De un lado de la red, una jugadora británica de 18 años, número 150 del ranking; del otro, una canadiense de 19, que ocupaba el puesto 73. La final del US Open entre las jóvenes Emma Raducanu y Leylah Fernandez fue una verdadera sorpresa. Sin embargo, el tenis femenino hace tiempo que busca una reina y lo que sucedió en Nueva York fue una muestra más de ello.
Pero, ¿cuándo empezó esa sensación de que casi cualquier cosa puede pasar? La época clave para marcar el inicio de esta tendencia son las temporadas transcurridas entre 2015 y 2017. La primera, en la que Serena Williams casi logra el Grand Slam calendario. La segunda, en la que ganó su vigésimo tercer y último grande en el Abierto de Australia contra su hermana Venus; y, un trimestre después de aquel glorioso enero en el que superó la marca de Steffi Graf (22 GS, solo superada por Margaret Court con 24, una marca pendiente para Serena), anunció oficialmente que su embarazo.

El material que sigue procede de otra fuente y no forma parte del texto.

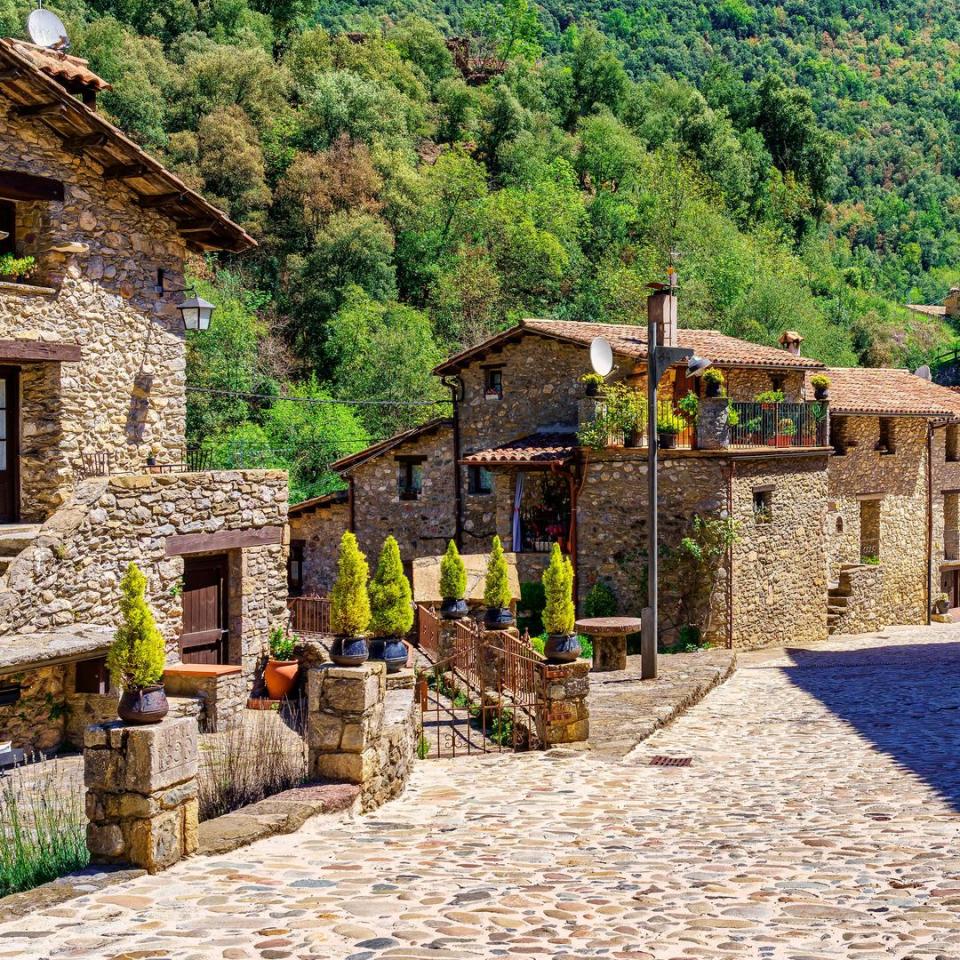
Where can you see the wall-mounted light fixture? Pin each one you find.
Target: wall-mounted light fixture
(195, 312)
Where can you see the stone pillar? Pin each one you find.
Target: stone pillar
(141, 792)
(345, 721)
(566, 713)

Sin embargo, aunque esos puntos sirvan para contextualizar el poderío que tenía por aquellos días última gran ídola, hay una fecha aún más precisa para marcar un antes y después en el trono del tenis femenino. Luego de que Williams dejó de ser la número uno del ranking en septiembre de 2016 con un récord de 186 semanas consecutivas en la cima, nadie pudo mantenerse con solidez y por demasiado tiempo en ese puesto. Además de dos nuevos cortos reinados de la estadounidense, Angelique Kerber, Karolina Pliskova, Garbiñe Muguruza, Simona Halep, Caroline Wozniacki, Naomi Osaka y Ashleigh Barty se han pasado la pelota entre ellas; ocho nombres distintos, con quince alternancias en total desde entonces.

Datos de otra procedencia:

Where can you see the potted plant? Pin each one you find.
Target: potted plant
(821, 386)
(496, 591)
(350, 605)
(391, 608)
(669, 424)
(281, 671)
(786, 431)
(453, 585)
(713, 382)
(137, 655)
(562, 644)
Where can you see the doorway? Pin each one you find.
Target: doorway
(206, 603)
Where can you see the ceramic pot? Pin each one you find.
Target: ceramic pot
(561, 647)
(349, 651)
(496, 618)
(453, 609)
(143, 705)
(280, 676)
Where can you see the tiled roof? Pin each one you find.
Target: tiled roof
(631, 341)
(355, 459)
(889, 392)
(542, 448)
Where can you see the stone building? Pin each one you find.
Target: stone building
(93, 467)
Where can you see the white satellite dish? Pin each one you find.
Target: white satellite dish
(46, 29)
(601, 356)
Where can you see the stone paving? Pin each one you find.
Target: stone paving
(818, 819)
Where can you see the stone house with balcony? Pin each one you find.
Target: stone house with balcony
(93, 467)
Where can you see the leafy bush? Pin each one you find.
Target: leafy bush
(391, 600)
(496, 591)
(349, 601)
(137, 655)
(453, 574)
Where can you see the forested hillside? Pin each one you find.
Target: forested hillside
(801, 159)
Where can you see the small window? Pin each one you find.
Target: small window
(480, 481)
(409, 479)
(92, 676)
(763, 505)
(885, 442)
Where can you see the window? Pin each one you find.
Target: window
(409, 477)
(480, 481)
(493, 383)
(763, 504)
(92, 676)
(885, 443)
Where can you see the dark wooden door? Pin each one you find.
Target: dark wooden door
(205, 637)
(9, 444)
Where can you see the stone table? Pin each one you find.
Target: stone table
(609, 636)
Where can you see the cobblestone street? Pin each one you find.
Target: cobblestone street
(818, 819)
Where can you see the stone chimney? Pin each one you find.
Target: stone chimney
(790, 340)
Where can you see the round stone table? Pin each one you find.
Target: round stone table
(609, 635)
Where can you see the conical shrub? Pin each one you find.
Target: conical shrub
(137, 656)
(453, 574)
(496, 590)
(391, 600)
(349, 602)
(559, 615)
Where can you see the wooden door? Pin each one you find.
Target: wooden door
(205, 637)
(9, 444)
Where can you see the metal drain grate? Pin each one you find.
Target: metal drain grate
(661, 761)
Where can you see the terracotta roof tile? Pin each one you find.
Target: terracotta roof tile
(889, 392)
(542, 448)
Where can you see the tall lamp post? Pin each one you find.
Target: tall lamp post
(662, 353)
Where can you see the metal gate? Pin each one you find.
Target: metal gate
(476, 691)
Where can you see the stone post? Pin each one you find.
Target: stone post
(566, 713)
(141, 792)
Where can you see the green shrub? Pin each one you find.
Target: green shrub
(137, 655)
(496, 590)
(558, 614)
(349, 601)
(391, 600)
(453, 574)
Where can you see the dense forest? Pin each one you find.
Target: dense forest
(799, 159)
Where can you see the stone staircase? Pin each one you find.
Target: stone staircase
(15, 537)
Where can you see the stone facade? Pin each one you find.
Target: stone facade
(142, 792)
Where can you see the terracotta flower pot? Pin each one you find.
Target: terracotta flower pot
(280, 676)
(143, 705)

Ahora bien, el ranking no siempre es equivalente a títulos, claro está. De hecho, lo que actualmente sucede con Barty lo evidencia. A pesar de que la australiana tiene en su posesión la corona desde hace más de dos años, eso no ha sido sinónimos de superioridad absoluta dentro de la cancha: ganó sólo 2 de los últimos 23 majors, pero algunos títulos en torneos WTA 1000 (tres) y 500 (cuatro) le han permitido escalar hasta la cumbre de todas formas.
En este sentido, desde que Serena estuvo a un máster de completar el Grand Slam en aquella temporada 2015 y, un año más tarde, Kerber levantó el trofeo en los dos grandes que se disputan sobre cancha dura, nadie ha podido llevarse más de un campeonato en la misma temporada. Además, en ese tiempo más de la mitad (14/27) de las ganadoras de los torneos grandes fueron primerizas: la propia alemana, Flavia Pennetta, Muguruza, Jeļena Ostapenko, Sloane Stephens, Wozniacki, Halep, Osaka, Barty, Andreescu, Sofia Kenin, Iga Świątek, Barbora Krejčíková, y la flamante Emma Raducanu. Nombres nuevos, que eventualmente se repitieron en la posterioridad, pero que en su momento fueron un batacazo.

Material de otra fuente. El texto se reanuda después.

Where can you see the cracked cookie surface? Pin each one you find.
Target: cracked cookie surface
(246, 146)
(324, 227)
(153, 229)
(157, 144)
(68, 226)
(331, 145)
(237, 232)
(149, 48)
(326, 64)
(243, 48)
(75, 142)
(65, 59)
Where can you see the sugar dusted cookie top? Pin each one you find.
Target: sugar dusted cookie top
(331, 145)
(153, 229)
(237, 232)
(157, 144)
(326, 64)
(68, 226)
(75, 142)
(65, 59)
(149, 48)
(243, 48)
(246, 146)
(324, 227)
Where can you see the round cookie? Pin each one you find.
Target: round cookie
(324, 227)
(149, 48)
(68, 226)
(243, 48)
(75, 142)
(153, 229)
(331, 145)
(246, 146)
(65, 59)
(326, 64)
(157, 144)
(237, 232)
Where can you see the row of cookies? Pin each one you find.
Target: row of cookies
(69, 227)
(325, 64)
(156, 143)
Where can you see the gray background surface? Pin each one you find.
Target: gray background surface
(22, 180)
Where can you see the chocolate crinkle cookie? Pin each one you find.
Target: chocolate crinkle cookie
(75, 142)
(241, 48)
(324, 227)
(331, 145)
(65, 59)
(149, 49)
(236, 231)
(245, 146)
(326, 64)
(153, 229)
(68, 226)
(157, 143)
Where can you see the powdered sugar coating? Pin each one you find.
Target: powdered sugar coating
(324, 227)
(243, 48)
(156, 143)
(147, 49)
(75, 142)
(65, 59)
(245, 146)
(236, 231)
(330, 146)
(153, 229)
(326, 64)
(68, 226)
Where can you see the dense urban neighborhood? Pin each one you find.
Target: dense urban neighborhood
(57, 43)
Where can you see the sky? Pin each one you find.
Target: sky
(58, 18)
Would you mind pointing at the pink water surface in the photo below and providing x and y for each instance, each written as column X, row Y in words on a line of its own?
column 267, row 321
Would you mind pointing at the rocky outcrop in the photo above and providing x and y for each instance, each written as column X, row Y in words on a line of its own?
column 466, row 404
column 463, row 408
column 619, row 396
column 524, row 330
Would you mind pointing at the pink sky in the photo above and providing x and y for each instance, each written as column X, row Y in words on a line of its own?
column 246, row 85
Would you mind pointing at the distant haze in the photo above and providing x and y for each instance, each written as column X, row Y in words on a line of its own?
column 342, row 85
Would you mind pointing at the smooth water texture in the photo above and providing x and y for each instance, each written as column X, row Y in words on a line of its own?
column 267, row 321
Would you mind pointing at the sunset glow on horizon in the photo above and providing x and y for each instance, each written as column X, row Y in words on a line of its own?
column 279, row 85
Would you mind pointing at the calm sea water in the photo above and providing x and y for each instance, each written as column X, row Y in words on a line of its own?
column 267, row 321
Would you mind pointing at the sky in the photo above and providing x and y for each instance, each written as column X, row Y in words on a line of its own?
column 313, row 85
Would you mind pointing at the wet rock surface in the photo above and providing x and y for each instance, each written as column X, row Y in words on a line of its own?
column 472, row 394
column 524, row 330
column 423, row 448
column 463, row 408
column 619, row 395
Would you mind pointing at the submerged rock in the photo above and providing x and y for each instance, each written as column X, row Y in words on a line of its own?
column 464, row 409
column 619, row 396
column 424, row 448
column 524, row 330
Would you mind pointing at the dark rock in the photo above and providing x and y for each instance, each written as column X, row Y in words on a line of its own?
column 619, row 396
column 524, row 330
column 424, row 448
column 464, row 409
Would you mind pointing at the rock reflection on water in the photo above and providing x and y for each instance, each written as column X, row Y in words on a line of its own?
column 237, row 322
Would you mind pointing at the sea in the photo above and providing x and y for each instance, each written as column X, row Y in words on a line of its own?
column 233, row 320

La gran cuestión en todo esto es, ¿por qué? Si se lo compara con la rama masculina, el «Big Three» se apoderó de la escena desde principios de siglo. Entre Roger Federer, Rafael Nadal y Novak Djokovic han ganado sesenta de los últimos setenta y cinco Grand Slams de la historia. Las realidades son muy distintas, sí. Un factor diferencial que podría analizarse al respecto es el hecho de que en los torneos grandes los hombres juegan al mejor de cinco sets y las mujeres a tres. Así, debido a que una mayor duración tiende a favorecer el predominio de quien tiene mejor ranking en cancha, se podría explicar parcialmente la mayor paridad en las damas.
Sin embargo, cabe preguntarse cuál de las dos situaciones es la “normal” y cuál requiere aclaración por su particularidad; porque, a fin de cuentas, que tres de los nombres más grandes de todos los tiempos en el deporte de la raqueta hayan coincidido y se repartan entre sí casi todos los torneos que juegan, tampoco es algo terrenal. ¿Será que con Serena Williams se va la última jugadora proveniente de otro planeta y por eso la igualdad entre jugadoras es tal? Solo la historia lo dirá.
Natalia Schaller – 2°A T.M.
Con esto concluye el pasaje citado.